The lynching of Leo Frank, a prominent Jewish businessman in Atlanta, alarmed Jewish Americans in 1915. He was falsely accused and convicted of killing a worker, Mary Phagan, in the pencil factory that he managed. After Georgia Governor John M. Slaton stayed Frank's execution because of a lack of evidence, a mob dragged him from the jail and lynched him. Though an isolated tragedy, it caused a ripple effect of fear. Decades later, in 1986, Frank was granted a posthumous pardon while evidence now points to the guilt of Jim Conley, a janitor in the factory who falsely accused Frank of the murder during the trial.

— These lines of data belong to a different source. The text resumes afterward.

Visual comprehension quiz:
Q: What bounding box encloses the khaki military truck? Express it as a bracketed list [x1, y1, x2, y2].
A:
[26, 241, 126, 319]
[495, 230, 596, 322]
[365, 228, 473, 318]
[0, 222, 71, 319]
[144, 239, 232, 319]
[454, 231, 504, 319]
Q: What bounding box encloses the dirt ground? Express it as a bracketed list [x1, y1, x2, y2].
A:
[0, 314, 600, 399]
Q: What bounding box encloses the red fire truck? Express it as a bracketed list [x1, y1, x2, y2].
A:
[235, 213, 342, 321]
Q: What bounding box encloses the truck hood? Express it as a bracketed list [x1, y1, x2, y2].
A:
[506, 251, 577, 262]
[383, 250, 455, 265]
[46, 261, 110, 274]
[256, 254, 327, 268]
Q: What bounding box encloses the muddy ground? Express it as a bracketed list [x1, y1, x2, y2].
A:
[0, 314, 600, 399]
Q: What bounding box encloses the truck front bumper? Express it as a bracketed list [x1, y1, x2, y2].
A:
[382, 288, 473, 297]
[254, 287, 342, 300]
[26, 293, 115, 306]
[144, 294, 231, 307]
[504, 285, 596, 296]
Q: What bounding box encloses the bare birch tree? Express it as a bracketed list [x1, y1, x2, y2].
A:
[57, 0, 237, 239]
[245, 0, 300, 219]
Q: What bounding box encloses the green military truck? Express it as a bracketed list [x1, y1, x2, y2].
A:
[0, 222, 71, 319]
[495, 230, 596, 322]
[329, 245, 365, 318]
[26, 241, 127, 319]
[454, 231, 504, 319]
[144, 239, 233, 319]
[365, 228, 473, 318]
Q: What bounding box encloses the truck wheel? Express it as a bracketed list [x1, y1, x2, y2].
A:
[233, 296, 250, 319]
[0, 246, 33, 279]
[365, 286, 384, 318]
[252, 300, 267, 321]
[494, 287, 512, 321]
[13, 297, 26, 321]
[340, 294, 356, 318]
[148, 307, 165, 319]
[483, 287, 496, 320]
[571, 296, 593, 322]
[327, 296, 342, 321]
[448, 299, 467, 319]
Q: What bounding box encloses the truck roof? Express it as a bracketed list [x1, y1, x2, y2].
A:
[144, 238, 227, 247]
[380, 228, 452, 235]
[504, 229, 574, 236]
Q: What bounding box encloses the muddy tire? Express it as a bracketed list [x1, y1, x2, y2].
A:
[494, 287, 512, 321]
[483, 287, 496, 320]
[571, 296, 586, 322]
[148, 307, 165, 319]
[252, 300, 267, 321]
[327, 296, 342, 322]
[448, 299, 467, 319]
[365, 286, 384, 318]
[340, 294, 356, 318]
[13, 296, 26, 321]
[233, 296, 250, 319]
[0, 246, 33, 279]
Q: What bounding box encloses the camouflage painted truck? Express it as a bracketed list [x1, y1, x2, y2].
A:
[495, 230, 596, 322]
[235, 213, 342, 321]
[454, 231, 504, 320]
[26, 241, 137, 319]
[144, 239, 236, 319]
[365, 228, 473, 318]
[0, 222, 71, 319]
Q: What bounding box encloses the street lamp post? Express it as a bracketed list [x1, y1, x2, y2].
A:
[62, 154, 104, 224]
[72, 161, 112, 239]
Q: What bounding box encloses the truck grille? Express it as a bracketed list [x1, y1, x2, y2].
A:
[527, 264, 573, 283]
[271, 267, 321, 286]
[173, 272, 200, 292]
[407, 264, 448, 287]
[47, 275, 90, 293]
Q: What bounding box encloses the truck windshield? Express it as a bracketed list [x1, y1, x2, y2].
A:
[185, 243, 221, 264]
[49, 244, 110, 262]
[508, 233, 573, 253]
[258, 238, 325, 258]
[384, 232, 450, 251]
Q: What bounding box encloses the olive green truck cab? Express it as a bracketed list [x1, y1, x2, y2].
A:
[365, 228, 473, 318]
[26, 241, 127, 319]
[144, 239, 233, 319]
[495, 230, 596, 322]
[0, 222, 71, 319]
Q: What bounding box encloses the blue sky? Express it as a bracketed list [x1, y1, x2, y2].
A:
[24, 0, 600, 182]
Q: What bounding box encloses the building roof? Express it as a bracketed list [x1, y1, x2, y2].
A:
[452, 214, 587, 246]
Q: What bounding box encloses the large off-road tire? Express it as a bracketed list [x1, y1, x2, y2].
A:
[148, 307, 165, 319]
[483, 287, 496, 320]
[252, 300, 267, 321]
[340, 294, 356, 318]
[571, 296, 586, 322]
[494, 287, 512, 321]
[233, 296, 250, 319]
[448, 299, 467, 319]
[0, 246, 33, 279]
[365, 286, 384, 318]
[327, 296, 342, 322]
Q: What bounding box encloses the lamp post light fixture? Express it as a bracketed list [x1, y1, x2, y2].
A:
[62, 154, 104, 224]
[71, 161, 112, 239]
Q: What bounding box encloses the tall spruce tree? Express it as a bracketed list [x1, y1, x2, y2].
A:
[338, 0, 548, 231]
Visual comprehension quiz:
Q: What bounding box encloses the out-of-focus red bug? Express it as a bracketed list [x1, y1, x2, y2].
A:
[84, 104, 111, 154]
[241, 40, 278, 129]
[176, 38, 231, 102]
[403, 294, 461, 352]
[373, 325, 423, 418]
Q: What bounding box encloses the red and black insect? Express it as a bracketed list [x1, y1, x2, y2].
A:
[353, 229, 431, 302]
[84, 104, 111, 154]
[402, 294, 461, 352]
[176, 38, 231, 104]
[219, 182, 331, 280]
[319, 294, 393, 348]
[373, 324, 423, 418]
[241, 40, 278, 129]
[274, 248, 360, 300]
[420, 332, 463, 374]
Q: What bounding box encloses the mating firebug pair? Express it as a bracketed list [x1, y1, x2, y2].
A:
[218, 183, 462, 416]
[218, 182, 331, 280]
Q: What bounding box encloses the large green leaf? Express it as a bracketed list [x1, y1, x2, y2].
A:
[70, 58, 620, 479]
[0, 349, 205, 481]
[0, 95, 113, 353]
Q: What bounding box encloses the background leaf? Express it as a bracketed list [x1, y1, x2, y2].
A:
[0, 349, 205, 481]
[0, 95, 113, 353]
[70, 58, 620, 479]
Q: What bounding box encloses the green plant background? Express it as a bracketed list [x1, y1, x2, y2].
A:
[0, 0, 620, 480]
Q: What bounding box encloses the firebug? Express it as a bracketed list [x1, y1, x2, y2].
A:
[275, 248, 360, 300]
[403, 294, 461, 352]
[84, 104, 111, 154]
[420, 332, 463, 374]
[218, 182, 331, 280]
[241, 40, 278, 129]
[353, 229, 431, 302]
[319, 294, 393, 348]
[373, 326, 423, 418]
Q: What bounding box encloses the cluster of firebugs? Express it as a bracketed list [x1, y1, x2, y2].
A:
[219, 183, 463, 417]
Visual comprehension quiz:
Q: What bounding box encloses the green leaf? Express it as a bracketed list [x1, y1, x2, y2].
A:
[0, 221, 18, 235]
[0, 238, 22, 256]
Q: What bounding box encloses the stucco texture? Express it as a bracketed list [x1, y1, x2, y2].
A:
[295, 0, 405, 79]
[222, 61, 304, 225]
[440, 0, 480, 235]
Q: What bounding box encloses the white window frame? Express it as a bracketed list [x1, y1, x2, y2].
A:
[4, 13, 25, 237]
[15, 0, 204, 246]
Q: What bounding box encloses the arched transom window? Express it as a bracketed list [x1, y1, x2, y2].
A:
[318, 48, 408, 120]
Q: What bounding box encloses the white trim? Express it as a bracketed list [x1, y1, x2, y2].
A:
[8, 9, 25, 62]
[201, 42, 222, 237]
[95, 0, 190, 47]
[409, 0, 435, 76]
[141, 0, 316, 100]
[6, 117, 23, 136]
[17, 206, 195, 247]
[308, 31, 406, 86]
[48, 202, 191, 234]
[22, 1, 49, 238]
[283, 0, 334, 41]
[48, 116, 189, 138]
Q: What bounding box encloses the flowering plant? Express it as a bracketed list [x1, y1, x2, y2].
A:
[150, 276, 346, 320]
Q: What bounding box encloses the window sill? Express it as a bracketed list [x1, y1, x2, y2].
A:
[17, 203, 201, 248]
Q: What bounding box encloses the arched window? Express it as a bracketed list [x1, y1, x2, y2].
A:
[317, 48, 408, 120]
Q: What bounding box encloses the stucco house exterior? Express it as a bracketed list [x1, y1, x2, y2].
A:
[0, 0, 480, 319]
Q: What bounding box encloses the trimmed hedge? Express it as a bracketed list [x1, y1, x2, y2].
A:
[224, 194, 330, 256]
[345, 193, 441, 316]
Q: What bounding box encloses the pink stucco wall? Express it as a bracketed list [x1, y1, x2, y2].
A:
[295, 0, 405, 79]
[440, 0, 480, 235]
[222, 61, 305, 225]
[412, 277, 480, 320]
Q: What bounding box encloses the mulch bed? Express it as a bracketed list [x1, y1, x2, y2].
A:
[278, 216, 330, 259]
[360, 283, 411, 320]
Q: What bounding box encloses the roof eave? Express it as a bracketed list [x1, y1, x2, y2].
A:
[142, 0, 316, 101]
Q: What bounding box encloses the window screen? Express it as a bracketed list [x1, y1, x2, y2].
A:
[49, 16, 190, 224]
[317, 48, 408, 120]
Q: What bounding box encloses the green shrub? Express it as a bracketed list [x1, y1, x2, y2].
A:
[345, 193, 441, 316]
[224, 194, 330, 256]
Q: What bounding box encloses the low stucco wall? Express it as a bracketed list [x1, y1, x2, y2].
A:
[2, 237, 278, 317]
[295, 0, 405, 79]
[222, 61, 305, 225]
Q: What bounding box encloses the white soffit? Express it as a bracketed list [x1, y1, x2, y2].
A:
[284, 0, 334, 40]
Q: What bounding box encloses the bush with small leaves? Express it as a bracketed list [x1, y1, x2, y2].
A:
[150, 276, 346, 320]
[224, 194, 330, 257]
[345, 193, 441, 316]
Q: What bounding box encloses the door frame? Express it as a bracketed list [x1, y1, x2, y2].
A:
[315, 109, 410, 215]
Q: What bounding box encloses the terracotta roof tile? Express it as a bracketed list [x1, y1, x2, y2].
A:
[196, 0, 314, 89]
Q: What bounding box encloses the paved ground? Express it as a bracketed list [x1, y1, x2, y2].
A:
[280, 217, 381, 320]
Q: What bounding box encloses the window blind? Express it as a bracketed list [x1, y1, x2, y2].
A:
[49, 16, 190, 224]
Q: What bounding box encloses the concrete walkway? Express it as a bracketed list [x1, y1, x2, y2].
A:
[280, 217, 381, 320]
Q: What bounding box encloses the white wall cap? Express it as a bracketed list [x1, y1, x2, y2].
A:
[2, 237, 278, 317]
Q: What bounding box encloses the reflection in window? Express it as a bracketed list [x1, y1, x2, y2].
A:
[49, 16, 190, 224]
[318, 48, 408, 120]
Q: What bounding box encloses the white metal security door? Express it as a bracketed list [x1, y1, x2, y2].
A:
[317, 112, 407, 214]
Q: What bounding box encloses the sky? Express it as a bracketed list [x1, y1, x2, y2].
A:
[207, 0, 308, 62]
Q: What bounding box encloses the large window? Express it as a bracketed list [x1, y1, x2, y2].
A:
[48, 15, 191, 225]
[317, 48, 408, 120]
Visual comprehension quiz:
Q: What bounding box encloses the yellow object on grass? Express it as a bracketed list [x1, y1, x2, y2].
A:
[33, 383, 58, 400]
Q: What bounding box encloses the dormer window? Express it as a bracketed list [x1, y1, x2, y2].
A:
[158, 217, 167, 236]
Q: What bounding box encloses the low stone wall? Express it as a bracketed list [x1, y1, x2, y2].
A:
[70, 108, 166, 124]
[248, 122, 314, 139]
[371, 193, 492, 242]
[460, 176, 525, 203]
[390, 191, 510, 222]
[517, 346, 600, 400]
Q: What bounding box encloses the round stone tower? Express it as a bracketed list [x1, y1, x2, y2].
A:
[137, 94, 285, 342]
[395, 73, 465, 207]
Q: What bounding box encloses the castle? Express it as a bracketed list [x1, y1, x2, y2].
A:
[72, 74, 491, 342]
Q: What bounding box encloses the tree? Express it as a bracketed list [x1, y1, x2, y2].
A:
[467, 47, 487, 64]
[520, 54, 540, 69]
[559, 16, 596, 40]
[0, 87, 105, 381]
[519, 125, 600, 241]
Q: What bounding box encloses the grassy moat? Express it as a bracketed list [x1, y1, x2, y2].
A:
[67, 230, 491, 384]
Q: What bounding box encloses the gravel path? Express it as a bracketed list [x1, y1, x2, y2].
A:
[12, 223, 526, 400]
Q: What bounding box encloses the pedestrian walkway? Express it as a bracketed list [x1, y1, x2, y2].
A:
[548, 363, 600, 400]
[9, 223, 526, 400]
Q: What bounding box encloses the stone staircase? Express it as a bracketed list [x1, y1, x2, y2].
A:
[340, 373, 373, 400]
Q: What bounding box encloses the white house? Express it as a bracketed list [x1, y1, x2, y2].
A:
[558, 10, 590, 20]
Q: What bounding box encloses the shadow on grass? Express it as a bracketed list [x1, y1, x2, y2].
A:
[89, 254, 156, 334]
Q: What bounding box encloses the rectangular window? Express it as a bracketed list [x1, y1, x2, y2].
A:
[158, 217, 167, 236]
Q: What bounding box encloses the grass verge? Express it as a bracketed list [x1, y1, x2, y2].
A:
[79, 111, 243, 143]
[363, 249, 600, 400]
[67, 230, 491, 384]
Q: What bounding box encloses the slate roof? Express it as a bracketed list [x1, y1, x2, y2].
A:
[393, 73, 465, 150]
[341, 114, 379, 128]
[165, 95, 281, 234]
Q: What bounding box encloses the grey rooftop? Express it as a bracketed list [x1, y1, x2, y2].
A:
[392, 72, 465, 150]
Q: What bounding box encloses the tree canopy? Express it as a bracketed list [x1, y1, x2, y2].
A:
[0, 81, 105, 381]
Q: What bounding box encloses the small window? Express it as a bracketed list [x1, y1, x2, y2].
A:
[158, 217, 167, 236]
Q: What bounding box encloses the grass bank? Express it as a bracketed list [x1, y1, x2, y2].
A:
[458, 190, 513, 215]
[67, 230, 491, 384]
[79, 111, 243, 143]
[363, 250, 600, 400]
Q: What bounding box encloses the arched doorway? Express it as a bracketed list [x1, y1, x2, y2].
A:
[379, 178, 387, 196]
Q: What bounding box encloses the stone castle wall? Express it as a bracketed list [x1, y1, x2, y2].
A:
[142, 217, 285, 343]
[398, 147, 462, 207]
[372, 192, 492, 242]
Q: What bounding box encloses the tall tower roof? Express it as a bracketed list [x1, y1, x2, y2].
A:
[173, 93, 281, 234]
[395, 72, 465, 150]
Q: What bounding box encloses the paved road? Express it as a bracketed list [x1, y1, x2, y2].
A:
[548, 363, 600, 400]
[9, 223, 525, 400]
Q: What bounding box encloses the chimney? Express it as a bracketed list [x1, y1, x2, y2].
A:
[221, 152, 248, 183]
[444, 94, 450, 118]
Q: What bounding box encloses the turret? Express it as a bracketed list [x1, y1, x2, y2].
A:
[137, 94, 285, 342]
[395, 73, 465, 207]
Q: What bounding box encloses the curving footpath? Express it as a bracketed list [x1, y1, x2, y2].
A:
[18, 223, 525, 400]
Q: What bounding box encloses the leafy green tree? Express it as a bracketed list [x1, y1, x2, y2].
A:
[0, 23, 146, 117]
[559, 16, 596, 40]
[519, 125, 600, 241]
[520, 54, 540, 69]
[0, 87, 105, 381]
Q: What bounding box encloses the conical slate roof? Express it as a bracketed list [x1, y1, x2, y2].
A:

The Leo Frank incident also led to a resurgence of the Ku Klux Klan (KKK). By the mid-1920s, the KKK claimed to have four million members, more than all the Jews in the United States. In the midst of this turmoil and despite protestations at the time, President Woodrow Wilson nominated Louis D. Brandeis to the Supreme Court in 1916. As the first Jew to serve on the Court, Justice Brandeis had to endure bitter taunts, particularly from fellow justice James C. McReynolds. In the 1920s, Henry Ford, who revolutionized mass production in American industry, relentlessly blamed Jewish Americans for many of the nation's ills in his newspaper, The Dearborn Independent. It was only after World War II that barriers to Jewish Americans began to dissipate in America.